The number of London homes controlled by foreign investors has been labelled a “huge concern” by a Lewisham MP, after new figures revealed that tens of thousands of homes in the capital are owned by overseas developers.
Joan Ruddock, Labour MP for Lewisham and Deptford, told the Guardian that the vast number of residential homes trapped in the clutches of international investors was “global capitalism and we have to find a way around it.”
Data released last week, has shown that, in Lewisham, 60 per cent of the 5,872 large scale developments planned for the borough will be controlled by foreign or joint owned investors.
In Hackney, international investors will account for 27 per cent of proposed large developments and in Tower Hamlets 21 per cent will be internationally owned.
This influx of foreign investment has triggered fears that London property is being built as an investment for overseas buyers rather than a means to meet the capital’s housing needs.
Ruddock said: “There have to be some tougher controls about the balance between housing for the more well-off and affordable housing, and I mean genuinely affordable. The capital will not be sustainable unless people in the public services can afford to live here. We are pricing them out.”
Convoys Wharf, Deptford’s contentious £1.9 billion redevelopment of the former Royal Dockyards, from Hong Kong conglomerate Hutchinson Whampoa, has raised concerns from politicians, housing activists and local residents since 2008.
Only 15 per cent of the development’s 3,500 homes will be “affordable” and some “residential towers” will reach up to 40 storeys high. Architectural firm, Rogers Stirk Harbour & Partners, state that “these high rise buildings [will] deliberately alter the skyline… acting as markers of regeneration”.
Darren Johnson, Green Party member of the London Assembly, said that selling homes to cash rich investors “helps homes get built, but it does not help Londoners buy their own home”.
He said: “Wealthy individuals buying homes just as investments, not even to let them out, is the pinnacle of a system that is putting our city into the hands of a shrinking elite.”
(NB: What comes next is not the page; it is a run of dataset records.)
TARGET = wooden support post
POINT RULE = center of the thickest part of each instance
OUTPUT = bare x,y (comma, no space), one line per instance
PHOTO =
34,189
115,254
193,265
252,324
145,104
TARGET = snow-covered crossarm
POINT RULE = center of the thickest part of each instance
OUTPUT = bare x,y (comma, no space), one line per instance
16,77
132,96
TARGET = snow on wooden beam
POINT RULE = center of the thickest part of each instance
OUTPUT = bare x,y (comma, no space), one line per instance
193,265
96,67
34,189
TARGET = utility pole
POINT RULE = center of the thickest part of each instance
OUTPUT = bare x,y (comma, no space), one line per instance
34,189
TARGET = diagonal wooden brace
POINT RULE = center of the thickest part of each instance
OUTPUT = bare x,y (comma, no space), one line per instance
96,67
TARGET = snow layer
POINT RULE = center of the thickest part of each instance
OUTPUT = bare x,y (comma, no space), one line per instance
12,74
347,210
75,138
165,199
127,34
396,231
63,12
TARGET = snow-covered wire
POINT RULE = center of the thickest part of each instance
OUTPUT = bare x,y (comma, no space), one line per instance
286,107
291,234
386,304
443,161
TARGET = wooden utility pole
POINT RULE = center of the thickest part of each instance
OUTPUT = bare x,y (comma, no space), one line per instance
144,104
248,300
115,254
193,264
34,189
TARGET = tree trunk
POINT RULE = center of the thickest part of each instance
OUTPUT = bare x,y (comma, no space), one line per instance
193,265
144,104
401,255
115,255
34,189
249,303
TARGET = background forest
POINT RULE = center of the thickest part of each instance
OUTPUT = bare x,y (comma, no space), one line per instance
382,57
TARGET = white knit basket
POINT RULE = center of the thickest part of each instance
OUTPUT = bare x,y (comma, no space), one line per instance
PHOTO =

Woodberry Down, a former council estate in Manor House, Hackney, will see 2,000 council homes demolished and replaced with more than 5,500 residential units by 2031. These will include a small amount of social housing and affordable housing for “key workers”, with the majority to be sold on the open market.
The development’s luxury private block, Woodberry Park, has largely been marketed to foreign investors with residential units, boasting “deluxe” and “premium specifications”, ranging from £395,000 to over £1 million.
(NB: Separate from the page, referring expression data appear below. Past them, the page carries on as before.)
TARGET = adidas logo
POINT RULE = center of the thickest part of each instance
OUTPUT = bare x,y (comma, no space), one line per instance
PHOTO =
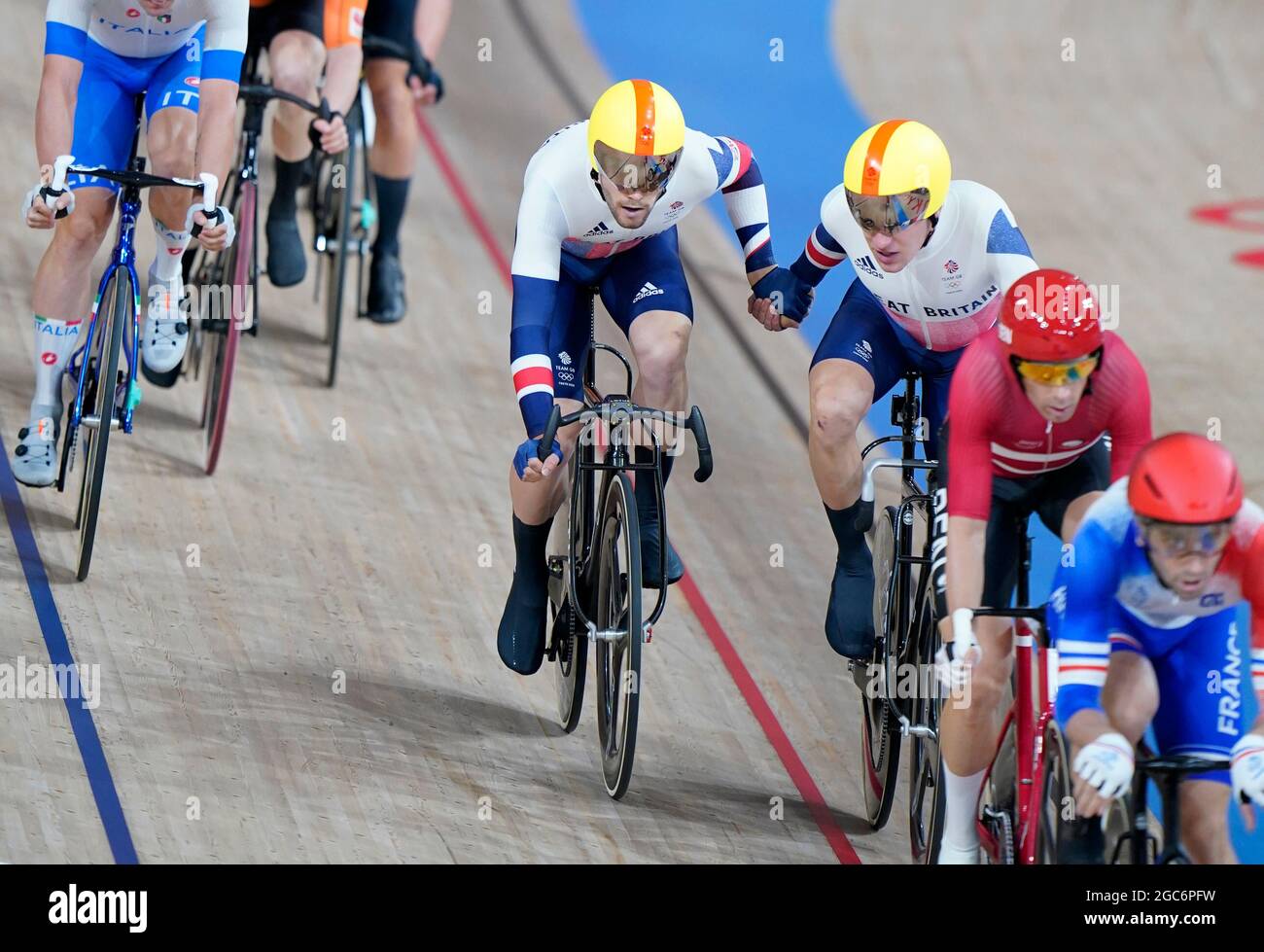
867,265
648,290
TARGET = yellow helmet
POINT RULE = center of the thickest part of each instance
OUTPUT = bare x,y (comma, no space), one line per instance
895,157
636,118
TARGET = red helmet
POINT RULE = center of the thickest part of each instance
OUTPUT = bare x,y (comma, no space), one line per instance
1049,315
1184,478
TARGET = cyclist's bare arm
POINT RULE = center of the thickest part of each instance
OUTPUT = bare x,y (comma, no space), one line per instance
342,76
54,112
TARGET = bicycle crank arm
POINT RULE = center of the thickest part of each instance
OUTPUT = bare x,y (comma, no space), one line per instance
606,634
93,422
910,729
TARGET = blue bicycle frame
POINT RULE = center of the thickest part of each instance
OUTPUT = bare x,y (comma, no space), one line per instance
123,257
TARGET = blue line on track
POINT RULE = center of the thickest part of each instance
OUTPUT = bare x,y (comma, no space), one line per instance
91,753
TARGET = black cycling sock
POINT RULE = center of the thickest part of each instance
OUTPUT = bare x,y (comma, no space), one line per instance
530,544
392,202
285,198
1082,842
646,501
854,551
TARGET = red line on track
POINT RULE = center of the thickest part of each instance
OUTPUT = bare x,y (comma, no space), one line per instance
738,672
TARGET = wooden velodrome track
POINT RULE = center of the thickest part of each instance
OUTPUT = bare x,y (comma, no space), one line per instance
367,555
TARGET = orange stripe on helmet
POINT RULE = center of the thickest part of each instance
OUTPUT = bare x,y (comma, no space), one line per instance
871,173
645,117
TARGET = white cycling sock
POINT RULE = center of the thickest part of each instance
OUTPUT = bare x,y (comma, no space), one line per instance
961,798
171,249
54,342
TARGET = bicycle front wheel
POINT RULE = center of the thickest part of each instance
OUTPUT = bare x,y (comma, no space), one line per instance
880,729
104,405
224,348
339,203
926,763
617,615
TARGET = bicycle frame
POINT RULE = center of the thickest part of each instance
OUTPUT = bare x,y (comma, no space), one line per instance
1036,668
122,257
598,435
904,412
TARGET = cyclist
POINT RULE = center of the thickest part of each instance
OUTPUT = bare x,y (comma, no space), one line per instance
418,25
185,55
599,207
1145,631
303,38
931,260
1032,403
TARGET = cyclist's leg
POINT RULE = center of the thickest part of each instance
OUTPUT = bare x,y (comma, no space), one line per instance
171,104
967,723
859,361
1201,715
102,135
1077,488
646,294
521,632
395,152
296,55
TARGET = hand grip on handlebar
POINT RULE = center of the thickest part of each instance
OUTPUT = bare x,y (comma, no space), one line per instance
327,115
54,191
550,434
210,202
704,456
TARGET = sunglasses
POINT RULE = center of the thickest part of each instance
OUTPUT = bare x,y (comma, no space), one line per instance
636,173
889,214
1057,374
1172,540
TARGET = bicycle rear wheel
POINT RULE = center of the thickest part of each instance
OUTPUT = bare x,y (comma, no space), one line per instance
617,615
104,392
880,727
1056,795
224,346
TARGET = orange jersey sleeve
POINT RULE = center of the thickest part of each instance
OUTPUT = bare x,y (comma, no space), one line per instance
344,23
Two of the Park’s residential complexes, “New River Gardens” and “Waters Edge”, are already entirely sold and were advertised in brochures advertising Harrods, Louis Vuitton and Selfridges.
Tower Hamlet’s Canary Wharf is also one of many financial districts in the capital to attract attention from foreign buyers. The area’s HSBC tower, designed by architect Norman Foster, may break the UK record as the most expensive building ever sold, if the Qatar Investment Authority complete negations to pay £1.1 billion for the property.
Concerns over the huge influx of foreign investors buying residential property in London were indicated in Labour’s Lyons report, released in October. It highlighted “a concern in some parts of London where there is a fear that local people will lose out to investor landlords and foreign investors”.
The report’s solution is to provide local people with first refusal on homes built in their vicinity for up to two months allowing them to buy properties before third parties. However, this has been deemed an insufficient period for local buyers to purchase new build properties, especially when residents may be wary of purchasing real estate before it physically exists.
London Mayor, Boris Johnson, has been openly in favour of international investment, providing the key note speech at last year’s MIPIM-UK property conference, where he branded opposers as “xenophobic left wing commentators”.
Richard Blakeway, London’s deputy mayor for housing, land and property, said: “Foreign direct investment, together with traditional institutional finance, is helping to unlock developments that have stalled for many years, allowing thousands more homes to be built for Londoners far sooner than would otherwise be possible”.
Further figures revealed that just 10 investors based in Hong Kong, China, Malaysia, Australia, Singapore and Sweden own nearly 30,000 of the capital’s homes.
More than 21,000 homes in central London are also now part of plans from developers in mainland China, Hong Kong, Singapore and Malaysia, according to residential consultancy firm, Molior.